Das Brexit-Drama Juncker und Johnson bestätigen Deal – aber die nächste Hürde wartet schon

Brüssel · In letzter Minute haben sich London und Brüssel auf ein Abkommen zum Brexit geeinigt. EU-Kommissionschef Juncker und der britische Premier Johnson geben sich erleichtert. Doch die nächste große Hürde wartet schon.

 Der britische Premierminister Boris Johnson und der EU-Kommissionspräsident Jean-Claude Juncker am Donnerstag in Brüssel.

Der britische Premierminister Boris Johnson und der EU-Kommissionspräsident Jean-Claude Juncker am Donnerstag in Brüssel.

Foto: AP/Francisco Seco

Mit der Einigung steigen die Chancen, dass beim Gipfel ein Austrittsabkommen zustande kommt und der britische EU-Austritt geregelt vollzogen werden kann. Doch wartet auch danach noch eine entscheidende Hürde: Das britische Parlament müsste die Vereinbarung mittragen.

Juncker empfahl den Staats- und Regierungschefs, das Abkommen bei dem am Nachmittag beginnenden Spitzentreffen mitzutragen. „Es ist eine faire und ausgewogene Vereinbarung für die EU und Großbritannien und es steht für unseren Einsatz, Lösungen zu finden“, schrieb er auf Twitter.

Premierminister Boris Johnson will sein Land zu Halloween, am 31. Oktober, aus der Staatengemeinschaft führen. Wiederholt hatte er Brüssel mit einem ungeregelten Brexit gedroht. Für den Fall hatten Experten chaotische Verhältnisse für die Wirtschaft und zahlreiche andere Lebensbereiche vorhergesagt.

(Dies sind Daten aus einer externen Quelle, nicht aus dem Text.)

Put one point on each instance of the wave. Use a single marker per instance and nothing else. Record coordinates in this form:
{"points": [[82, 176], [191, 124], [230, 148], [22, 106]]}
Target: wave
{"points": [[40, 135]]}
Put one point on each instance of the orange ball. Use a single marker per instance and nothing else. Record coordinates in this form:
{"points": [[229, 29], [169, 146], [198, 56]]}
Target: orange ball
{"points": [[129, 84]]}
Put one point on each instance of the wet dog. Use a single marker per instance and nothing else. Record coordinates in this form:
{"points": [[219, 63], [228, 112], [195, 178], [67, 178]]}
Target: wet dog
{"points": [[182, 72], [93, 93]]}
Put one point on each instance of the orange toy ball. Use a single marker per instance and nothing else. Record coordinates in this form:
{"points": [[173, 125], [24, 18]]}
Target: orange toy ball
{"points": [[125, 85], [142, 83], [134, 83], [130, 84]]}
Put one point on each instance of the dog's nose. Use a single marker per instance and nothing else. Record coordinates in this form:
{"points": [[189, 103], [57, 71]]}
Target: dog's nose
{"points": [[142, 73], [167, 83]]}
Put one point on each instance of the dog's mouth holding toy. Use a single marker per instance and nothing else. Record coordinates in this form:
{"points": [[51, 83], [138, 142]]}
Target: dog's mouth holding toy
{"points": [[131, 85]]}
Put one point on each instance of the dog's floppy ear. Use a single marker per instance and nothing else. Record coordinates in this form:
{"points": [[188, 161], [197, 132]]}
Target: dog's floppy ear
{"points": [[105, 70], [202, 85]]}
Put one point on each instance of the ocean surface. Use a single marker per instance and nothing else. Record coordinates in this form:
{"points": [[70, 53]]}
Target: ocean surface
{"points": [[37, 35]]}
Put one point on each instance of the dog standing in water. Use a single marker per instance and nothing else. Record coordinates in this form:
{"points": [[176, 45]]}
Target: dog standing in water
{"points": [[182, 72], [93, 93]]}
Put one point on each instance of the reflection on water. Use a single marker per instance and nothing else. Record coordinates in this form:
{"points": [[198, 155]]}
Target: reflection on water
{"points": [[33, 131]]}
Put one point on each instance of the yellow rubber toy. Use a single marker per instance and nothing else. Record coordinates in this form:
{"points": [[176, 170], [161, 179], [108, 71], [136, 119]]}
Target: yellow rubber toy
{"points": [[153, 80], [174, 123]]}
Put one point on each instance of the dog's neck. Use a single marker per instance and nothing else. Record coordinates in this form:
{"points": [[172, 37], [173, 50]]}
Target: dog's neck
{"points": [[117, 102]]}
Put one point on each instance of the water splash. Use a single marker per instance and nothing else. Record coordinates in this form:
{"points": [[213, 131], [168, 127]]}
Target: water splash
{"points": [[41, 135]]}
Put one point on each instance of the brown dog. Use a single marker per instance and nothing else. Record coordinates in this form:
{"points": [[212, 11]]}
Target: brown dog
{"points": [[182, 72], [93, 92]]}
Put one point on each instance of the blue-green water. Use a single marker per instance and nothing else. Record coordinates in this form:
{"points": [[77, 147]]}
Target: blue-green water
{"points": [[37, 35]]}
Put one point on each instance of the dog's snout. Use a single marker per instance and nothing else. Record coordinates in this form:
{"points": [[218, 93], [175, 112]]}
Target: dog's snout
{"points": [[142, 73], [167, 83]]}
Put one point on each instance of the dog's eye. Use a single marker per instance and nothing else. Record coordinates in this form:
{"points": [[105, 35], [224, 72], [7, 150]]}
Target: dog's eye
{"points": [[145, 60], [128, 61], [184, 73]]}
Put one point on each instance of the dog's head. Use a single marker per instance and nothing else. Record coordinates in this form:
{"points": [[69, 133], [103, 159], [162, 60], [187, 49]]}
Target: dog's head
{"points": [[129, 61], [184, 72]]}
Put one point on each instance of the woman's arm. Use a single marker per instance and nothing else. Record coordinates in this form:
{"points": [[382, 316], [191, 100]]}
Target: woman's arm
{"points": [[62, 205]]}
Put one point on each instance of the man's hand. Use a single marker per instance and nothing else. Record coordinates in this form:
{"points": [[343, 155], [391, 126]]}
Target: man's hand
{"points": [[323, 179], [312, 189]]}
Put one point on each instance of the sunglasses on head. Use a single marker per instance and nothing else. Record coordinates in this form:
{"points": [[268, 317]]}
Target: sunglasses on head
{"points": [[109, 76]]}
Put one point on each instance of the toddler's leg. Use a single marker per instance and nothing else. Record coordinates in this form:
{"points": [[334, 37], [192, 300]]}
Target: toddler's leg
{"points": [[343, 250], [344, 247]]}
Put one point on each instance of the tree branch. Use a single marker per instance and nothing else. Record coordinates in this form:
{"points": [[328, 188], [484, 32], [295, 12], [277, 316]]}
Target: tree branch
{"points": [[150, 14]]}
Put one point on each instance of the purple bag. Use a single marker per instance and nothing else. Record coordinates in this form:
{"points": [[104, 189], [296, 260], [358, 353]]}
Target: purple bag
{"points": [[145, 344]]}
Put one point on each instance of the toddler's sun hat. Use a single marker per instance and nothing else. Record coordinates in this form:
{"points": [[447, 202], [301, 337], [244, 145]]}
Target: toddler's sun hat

Kurz vor dem Treffen der Staats- und Regierungschefs hatten Experten der EU und Großbritanniens bis Mittwochabend wichtige Brexit-Fragen geklärt. Darunter war auch die lange sehr umstrittene Zollregelung für Irland, wie der EU-Unterhändler Michel Barnier nach Angaben von Diplomaten in einem EU-Treffen berichtete. Eine Gesamteinigung stand aber auch Stunden danach noch aus, weil einige komplexe Details offen waren.

Am Morgen hatte die nordirisch-protestantische Partei DUP noch signalisiert, dass sie Teile der von London und Brüssel ausgehandelten Vorschläge ablehnt. Johnson ist im Parlament auf die Unterstützung der DUP angewiesen. Am späten Donnerstagvormittag setzte Juncker dann das Signal der Einigung. Ob die DUP dem Abkommen nun zustimmt, war zunächst unklar.

Seit Tagen verhandelten beide Seiten über Änderungen an dem Austrittsvertrag, den die damalige Premierministerin Theresa May 2018 noch mit Brüssel vereinbart hatte. Ihr Nachfolger Johnson verlangte Änderungen, weil er eine zu enge Bindung an die EU fürchtete.

Streitpunkt war die enthaltene Garantieklausel für eine offene Grenze zwischen dem EU-Staat Irland und dem britischen Nordirland, der sogenannte Backstop. Johnson wollte ihn unbedingt streichen. Nach langem Hin und Her hat man eine Alternative gefunden. Nun wird mit Spannung erwartet, ob das britische Unterhaus dem Deal zustimmt. Die Debatte darüber ist für Samstag angesetzt.

Die Vize-Präsidentin des Europaparlaments, Katarina Barley (SPD), hat den Brexit-Deal begrüßt und für eine sorgfältige Prüfung eine kurze Verlängerung der Austrittsfrist ins Gespräch gebracht. „Ich freue mich, dass die Verhandlungen in letzter Minute zu einem neuen Vorschlag für einen Deal geführt haben“, sagte Barley unserer Redaktion. Man werde sich im Europäischen Parlament den Text jetzt genau anschauen und prüfen, „ob unsere unverhandelbaren Grundsätze gewahrt sind.“

Es gehe vor allem um die Wahrung des Karfreitagsabkommens und die Integrität des Binnenmarktes. Dass die Europäische Kommission mit der britischen Regierung einen Text ausgehandelt habe, sei der erste Schritt im parlamentarischen Verfahren. „Wir prüfen das Ergebnis sorgfältig, das sind wir den Menschen in ganz Europa schuldig. Wenn dazu eine kurze Verlängerung der Austrittsfrist nötig sein sollte, sind wir im Europäischen Parlament dazu bereit, diese zu gewähren.“ Barley sieht die nordirische DUP als Zünglein an der Waage. Diese werde es Johnson sehr schwer machen, den Deal durchs Parlament zu bekommen, sagte sie. „Die Menschen in Nordirland wollen allerdings sicher keinen harten Brexit“, so Barley.